Begitulah dari bulan ke bulan. Namun, pada akhirnya batin saya tergoda ingin memuaskan diri dengan cara membeli pakaian serta asesoris wanita (Tas).
Bapak (Almarhum) yang mengetahui saya kerap membeli baju, beliau melarang agar saya tidak menghamburkan uang sekadar menumpuk pakaian.

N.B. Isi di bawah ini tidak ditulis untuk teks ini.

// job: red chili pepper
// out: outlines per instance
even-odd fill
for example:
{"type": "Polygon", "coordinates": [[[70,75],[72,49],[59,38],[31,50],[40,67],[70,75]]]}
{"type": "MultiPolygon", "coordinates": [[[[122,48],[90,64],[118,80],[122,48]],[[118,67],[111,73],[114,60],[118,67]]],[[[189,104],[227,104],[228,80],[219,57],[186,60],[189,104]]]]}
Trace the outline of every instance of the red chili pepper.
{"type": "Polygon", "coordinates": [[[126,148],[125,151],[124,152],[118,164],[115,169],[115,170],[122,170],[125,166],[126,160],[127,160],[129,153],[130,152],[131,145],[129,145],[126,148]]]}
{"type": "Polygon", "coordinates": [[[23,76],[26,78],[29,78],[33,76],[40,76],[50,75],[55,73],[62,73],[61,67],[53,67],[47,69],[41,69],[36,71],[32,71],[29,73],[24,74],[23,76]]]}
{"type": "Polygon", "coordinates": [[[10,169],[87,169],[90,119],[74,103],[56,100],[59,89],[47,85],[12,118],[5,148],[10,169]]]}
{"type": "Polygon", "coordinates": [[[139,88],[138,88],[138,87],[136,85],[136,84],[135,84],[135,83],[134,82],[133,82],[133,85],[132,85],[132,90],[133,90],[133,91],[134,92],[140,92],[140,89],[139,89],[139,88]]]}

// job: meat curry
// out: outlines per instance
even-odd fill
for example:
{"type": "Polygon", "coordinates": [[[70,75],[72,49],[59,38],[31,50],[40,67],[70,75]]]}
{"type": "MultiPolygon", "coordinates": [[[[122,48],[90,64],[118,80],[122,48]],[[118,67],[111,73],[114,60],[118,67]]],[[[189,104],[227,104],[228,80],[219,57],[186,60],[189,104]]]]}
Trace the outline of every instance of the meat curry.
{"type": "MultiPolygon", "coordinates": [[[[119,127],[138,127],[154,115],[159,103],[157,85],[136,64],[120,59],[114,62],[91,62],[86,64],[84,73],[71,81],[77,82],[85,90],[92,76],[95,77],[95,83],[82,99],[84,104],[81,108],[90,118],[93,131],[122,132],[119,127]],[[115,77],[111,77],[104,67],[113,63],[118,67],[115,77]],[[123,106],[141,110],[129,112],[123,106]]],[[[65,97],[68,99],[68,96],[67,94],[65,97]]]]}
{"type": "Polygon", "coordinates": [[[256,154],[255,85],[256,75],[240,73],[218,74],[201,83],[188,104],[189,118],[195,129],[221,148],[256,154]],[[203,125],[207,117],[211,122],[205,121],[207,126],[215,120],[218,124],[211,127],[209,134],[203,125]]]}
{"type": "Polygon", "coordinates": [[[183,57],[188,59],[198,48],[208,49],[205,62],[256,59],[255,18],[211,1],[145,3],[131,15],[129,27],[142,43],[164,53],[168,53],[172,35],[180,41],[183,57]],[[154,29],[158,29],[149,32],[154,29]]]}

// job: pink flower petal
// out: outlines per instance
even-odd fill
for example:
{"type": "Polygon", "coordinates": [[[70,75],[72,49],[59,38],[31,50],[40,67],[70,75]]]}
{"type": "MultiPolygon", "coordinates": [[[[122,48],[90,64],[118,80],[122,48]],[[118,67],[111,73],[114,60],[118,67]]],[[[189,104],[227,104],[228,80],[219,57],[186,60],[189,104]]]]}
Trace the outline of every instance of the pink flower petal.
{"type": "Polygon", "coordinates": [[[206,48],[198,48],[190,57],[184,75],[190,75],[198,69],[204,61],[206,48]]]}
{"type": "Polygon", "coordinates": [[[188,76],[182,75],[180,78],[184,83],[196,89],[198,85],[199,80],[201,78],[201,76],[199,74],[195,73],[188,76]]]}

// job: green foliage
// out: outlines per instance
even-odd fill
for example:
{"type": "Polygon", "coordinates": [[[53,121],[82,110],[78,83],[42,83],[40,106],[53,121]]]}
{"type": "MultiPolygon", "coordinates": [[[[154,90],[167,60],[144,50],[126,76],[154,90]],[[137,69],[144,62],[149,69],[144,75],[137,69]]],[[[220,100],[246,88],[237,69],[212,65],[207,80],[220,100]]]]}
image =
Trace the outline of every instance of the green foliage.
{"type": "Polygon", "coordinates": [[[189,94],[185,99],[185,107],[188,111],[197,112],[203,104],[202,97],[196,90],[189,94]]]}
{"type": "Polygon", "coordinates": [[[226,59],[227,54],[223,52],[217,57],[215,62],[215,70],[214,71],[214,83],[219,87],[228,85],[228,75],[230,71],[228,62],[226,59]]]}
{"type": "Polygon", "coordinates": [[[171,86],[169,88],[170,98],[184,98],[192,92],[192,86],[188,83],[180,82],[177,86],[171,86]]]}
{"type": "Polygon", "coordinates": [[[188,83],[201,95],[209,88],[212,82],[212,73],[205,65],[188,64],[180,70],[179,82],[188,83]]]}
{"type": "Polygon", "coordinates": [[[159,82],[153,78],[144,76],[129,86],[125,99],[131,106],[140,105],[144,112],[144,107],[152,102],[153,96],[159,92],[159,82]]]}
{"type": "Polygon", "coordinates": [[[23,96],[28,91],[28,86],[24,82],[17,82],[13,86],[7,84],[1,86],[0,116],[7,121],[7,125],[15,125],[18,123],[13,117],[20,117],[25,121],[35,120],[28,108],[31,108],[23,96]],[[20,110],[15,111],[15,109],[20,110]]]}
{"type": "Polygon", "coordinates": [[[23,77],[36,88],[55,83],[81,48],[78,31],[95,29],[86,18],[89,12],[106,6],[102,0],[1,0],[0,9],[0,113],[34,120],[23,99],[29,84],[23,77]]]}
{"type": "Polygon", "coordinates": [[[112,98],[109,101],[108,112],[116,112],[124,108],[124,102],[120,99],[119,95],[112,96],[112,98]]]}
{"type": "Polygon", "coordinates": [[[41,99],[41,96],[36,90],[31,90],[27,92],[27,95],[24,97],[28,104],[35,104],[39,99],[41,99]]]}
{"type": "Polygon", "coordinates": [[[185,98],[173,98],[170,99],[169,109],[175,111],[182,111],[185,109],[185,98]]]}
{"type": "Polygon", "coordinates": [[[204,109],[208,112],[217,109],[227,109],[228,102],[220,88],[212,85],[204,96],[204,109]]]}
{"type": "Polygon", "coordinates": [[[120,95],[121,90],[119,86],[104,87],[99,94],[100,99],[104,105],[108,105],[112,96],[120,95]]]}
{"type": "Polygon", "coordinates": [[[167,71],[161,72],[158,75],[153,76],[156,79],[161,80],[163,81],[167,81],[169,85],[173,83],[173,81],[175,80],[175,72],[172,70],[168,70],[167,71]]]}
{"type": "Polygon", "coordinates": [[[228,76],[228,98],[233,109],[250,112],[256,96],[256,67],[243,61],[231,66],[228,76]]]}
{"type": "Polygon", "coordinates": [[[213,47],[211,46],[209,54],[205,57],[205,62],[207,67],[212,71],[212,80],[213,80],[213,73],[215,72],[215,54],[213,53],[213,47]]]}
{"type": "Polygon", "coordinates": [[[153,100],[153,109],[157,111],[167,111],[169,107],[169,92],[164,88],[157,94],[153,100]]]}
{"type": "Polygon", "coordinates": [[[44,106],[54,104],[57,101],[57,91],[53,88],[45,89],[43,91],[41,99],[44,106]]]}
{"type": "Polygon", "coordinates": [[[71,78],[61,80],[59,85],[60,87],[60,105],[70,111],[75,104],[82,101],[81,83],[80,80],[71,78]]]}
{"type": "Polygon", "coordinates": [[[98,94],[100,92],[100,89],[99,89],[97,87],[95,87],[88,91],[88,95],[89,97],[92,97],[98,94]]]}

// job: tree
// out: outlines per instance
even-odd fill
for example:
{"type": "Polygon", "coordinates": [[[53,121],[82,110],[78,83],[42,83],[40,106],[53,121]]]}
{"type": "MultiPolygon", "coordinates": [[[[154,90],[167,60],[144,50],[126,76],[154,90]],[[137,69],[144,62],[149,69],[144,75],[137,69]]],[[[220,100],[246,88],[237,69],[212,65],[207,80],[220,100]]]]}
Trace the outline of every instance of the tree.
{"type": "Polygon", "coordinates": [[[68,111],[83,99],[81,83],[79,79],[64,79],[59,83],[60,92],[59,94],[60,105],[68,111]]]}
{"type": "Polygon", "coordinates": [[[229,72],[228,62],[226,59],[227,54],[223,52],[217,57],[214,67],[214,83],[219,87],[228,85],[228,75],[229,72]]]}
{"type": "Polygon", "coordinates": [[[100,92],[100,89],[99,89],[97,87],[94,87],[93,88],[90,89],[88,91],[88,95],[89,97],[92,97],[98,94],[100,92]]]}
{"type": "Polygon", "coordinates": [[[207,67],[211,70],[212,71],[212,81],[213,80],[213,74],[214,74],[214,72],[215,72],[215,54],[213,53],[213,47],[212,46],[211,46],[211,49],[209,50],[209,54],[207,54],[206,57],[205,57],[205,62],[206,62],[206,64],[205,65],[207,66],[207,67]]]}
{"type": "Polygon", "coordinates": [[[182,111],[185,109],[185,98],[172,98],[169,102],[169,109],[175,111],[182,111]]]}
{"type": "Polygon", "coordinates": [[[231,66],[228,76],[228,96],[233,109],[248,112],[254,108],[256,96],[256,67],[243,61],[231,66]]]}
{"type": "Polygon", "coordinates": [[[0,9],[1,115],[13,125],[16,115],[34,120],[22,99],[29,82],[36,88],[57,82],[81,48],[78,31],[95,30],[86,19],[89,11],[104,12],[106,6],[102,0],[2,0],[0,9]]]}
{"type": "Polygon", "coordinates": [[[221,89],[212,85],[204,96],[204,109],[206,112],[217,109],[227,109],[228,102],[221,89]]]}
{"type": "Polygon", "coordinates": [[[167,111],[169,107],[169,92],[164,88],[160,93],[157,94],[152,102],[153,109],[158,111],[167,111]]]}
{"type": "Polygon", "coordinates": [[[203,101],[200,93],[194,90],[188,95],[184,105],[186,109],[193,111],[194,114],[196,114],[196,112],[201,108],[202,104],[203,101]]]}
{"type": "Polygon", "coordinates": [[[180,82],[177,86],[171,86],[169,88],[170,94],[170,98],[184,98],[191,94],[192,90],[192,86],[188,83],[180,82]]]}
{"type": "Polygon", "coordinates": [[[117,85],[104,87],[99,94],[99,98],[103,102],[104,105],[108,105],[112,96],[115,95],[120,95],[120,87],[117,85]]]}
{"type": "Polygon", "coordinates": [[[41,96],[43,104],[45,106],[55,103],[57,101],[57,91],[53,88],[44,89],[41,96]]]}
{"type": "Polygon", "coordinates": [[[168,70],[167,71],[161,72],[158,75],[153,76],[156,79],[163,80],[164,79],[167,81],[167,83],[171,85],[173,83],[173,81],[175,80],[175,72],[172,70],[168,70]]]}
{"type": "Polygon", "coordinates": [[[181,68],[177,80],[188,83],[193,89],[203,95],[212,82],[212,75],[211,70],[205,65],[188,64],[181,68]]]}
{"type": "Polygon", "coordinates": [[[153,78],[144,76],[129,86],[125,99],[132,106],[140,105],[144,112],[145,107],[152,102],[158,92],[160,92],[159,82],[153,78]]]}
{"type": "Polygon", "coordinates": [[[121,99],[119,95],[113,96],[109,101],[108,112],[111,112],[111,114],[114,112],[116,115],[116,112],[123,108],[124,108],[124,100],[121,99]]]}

Beliau selalu bilang begini, nek ora kamohan, ora sah tuku klambi anyar. Kalimat di atas kurang lebihnya memiliki arti, jika baju tidak robek dan masih layak dipakai, sebaiknya tidak usah membeli yang baru.
Beliau juga menyarankan putri sulungnya untuk berhemat, serta mempertahankan gaya hidup sederhana. Dengan begitu bisa merencanakan masa depan yang lebih baik.
Keputusan beliau terkadang membuat saya tidak bisa menerimanya. Juga merasa iri dengan teman kos yang lainnya. Mereka bisa mengatur keuangan sesukanya. Meski demikian, pada akhirnya saya manut, nurut kehendak bapak.
Lantas, bagaimana saya mengatur keuangan menuju Hidup Sederhana dan Terencana? Artikel ini akan memaparkan kisahnya.
1. Menerapkan Hidup sederhana
Menerapkan hidup sederhana bukan berarti harus pelit atau makan seadanya. Namun lebih mengacu pada berperilaku yang tidak berlebihan.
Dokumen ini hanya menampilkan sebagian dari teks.